At the same time, relational feminist pedagogy and participatory learning as methods or ideals have continued to be influential in the field. The ideal learning situation is described as 'transformative' in nature; both students and teachers learn from each other and bear mutual responsibility for learning according to contemporary pedagogical theories. Drawing on feminist and intersectional pedagogy, it can be argued that learning should be dangerous because it has the potential to radically change one's personal view of oneself and society. This is also the aim of many gender studies courses, which follow 'consciousness-raising' methods dating back to the 1970s. Feminist pedagogy thus seems to be at odds with demands for a safer classroom. “Safety” from this critical perspective can even turn into ‘comfort’ and avoidance of talking about sensitive topics, which hinders learning, critical dialogue and social change. Another pedagogical tradition in a similar vein is norm-critical pedagogy, which draws attention to societal norms and expectations and focuses learning on becoming aware of harmful norms in order to change them. Safety could be understood as such a norm, although it is rarely formulated as such.

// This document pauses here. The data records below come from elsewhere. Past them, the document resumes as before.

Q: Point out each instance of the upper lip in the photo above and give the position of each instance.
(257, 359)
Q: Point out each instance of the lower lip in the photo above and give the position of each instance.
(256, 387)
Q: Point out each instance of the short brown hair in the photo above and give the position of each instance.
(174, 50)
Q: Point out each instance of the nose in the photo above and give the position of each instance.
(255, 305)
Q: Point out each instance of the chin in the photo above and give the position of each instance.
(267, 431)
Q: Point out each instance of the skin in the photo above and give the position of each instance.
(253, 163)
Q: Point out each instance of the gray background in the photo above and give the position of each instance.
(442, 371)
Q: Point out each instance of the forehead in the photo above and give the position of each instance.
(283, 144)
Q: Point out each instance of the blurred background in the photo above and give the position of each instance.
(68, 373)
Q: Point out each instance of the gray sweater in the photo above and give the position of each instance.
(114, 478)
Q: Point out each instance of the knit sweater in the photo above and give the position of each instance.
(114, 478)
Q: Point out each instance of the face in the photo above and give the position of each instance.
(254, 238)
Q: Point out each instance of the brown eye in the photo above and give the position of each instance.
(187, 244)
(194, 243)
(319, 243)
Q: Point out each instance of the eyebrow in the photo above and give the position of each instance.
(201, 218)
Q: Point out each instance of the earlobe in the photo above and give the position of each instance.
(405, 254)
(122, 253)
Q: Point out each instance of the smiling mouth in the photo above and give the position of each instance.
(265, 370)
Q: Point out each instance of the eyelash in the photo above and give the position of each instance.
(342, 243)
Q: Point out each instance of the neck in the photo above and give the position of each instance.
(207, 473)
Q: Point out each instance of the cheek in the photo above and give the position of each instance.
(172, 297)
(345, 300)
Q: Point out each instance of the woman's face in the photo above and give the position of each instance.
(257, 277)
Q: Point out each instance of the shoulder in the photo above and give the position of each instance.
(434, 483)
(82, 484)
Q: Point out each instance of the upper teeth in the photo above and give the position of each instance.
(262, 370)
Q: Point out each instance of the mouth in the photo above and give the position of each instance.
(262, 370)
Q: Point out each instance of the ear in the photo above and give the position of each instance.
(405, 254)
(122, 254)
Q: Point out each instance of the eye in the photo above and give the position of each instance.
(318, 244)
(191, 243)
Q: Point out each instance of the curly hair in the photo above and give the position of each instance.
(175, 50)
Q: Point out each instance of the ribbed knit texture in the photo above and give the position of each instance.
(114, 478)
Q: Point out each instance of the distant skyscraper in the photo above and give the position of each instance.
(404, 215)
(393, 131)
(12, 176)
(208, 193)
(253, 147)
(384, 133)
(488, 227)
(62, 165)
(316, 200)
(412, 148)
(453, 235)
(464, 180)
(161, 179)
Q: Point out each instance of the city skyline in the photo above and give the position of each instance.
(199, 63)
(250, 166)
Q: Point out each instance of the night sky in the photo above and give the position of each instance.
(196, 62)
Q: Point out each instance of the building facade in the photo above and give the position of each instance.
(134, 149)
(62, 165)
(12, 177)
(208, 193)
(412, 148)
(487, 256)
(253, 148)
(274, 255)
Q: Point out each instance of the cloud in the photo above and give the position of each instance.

This brief overview of two idealized learning situations, one emphasizing freedom from harm and safety, the other transgression and transformation, raises questions about how contested paradigms of learning are experienced by both teachers and students. This is where this research project intervenes with the aim of mapping and trying to understand: How can the ideals that characterize contemporary higher education - creating a 'safe' learning environment where students are protected from harmful content while creating learning situations that are transformative - be understood, and what are the consequences of current pedagogical and societal discourses on safety, danger and vulnerability for university teachers and students? This project asks whether the conflict between what could be called two paradigms of knowledge creation in the classroom is not in fact an opportunity for critique, a tension that should be maintained rather than managed or defused.

This project focuses specifically on Swedish universities and pedagogical discourse, linking them to international conversations about theory and public discourse. I continue on a line of inquiry laid out by security researchers with a Gender Studies focus at Umeå University and extend it further, to the classroom of higher education. The focus is on pedagogical norms, tools and learning environment. Comparisons to other spheres, such as discourses on American campus activities and learning spaces, will be made when relevant.

Theoretically, this project is informed by recent feminist research on New Public Management and security creation in public space, with a particular focus on Swedish cases and Swedish pedagogy, as well as feminist pedagogies of transformation and difference, especially in a Swedish setting, and feminist intersectional theories of power and power structures/strata in research and education. Methodologically, the project mobilizes critical discourse theory and philosophy of education as well as gender studies ways of reading policy documents, debate texts in media and research.

The results of the research project will be presented as peer-reviewed articles in scientific journals in English and Swedish, and reviewed at international conferences of interest.